Все, что я увидела в ответ — это напряжение вокруг его глаз, тиканье в челюсти. Он выглядел почти… сердитым.
— У тебя действительно нет ради чего жить? — спросил он тихим голосом.
Я почувствовала, как мое плечо дернулось. — Мне действительно не для чего жить, — подтвердила я. — Я имею в виду… я не совсем рада, что умру, не дожив даже до своего тридцатилетия. Но я должна выбрать, как мне поступить. Лучше своими руками, чем быть соскобленной с тротуара после того, как пьяный водитель сбил меня, когда я переходила улицу. Или задыхающейся от витаминов размером с лошадиную таблетку, которые я принимаю в одиночестве в своей квартире, и меня не найдут в течение нескольких дней, пока мой домовладелец не придет за арендной платой.
— Господи Иисусе, а ты темная.
При этих словах я почувствовала, как мои губы изогнулись в улыбке. — Ты похищаешь и держишь людей в заложниках и, возможно, убиваешь их. И я темная?
— Да, куколка. Ты темная. Я работаю в темноте. Я этим не живу. Я не заворачиваюсь в нее, как в одеяло, прячась от гребаного мира.
— Я не прячусь от мира! — возразила я, хотя и знала, что это правда.
— Я просидел возле твоей квартиры три дня, и ты ни разу не вышла. Даже за едой. Не разговаривала и не встречалась ни с кем. Даже для того, чтобы потрахаться. Ничего.
— Я работала, — возразила я.
— Над чем? Сдавала мужчин, помешанных на порно, их подозрительным супругам?
Хорошо. Я начала немного злиться.
К несчастью для меня, не было такой вещи, как немного злиться. Один вид злости был так же плох, как и другой. А когда я злилась, казалось, что между моими губами и мозгом что-то шло не так.
— Пыталась разрушить чертову преступную империю, ты, придурок!
Упс.
Это было неудачно сказано.
Его брови изогнулись, в глазах появилось любопытство.
И я знала, что он ни за что не отпустит это.
— Повтори еще раз? — сказал он обманчиво мягким голосом.
— Ничего. Не бери в голову.
— Это не решит проблему.
— Что ж, очень жаль. Потому что я тебе не скажу.
— Куколка…
— Нет. И ты не можешь заставить меня.
Вероятно, это было еще одно неправильное замечание.
Я знала это по улыбке, которая, казалось, коснулась его глаз, но не губ.
— Хочешь поспорить?
— Ты собираешься ударить меня?
На это он вздрогнул. И я знала, что он этого не сделает. Он не был одним из тех людей.
— Нет. Я не собираюсь тебя бить.
— Тогда я не понимаю, как ты можешь заставить меня что-то тебе сказать.
— Нет? — спросил он, улыбка, наконец, появилась на его губах, когда он так медленно начал двигаться ко мне.

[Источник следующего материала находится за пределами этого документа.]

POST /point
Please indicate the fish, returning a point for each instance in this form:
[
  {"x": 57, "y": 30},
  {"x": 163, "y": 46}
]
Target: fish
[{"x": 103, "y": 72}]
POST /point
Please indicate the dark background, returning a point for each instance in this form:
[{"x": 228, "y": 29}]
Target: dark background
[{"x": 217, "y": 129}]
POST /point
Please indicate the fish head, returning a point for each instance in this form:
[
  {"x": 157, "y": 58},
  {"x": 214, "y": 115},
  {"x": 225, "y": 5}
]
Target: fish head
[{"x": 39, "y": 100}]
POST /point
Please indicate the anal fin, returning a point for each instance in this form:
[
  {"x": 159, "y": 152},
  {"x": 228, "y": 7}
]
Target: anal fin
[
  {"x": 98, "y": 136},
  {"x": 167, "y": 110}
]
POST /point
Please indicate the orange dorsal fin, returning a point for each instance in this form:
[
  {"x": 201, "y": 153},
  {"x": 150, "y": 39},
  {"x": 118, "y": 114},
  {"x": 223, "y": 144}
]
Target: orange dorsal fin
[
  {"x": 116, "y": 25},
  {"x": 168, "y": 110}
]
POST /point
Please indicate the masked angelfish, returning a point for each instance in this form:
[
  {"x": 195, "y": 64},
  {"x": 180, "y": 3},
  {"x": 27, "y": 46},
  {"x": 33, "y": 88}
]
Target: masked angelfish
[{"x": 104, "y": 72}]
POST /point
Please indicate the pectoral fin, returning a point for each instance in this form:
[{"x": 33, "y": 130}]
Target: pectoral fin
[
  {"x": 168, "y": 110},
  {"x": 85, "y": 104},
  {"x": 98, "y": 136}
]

Здравый смысл подсказывал мне стоять на своем. Но мое тело не слушалось. Я так же медленно двигалась назад, прочь от него. Но потом я ударилась спиной о стену. А он все еще приближался.
Мое сердце сильно колотилось, грудь странно сжималась. И частью этого был страх — страх перед неизвестным. Но отчасти это было что-то другое. Что-то, что я не совсем узнавала или понимала.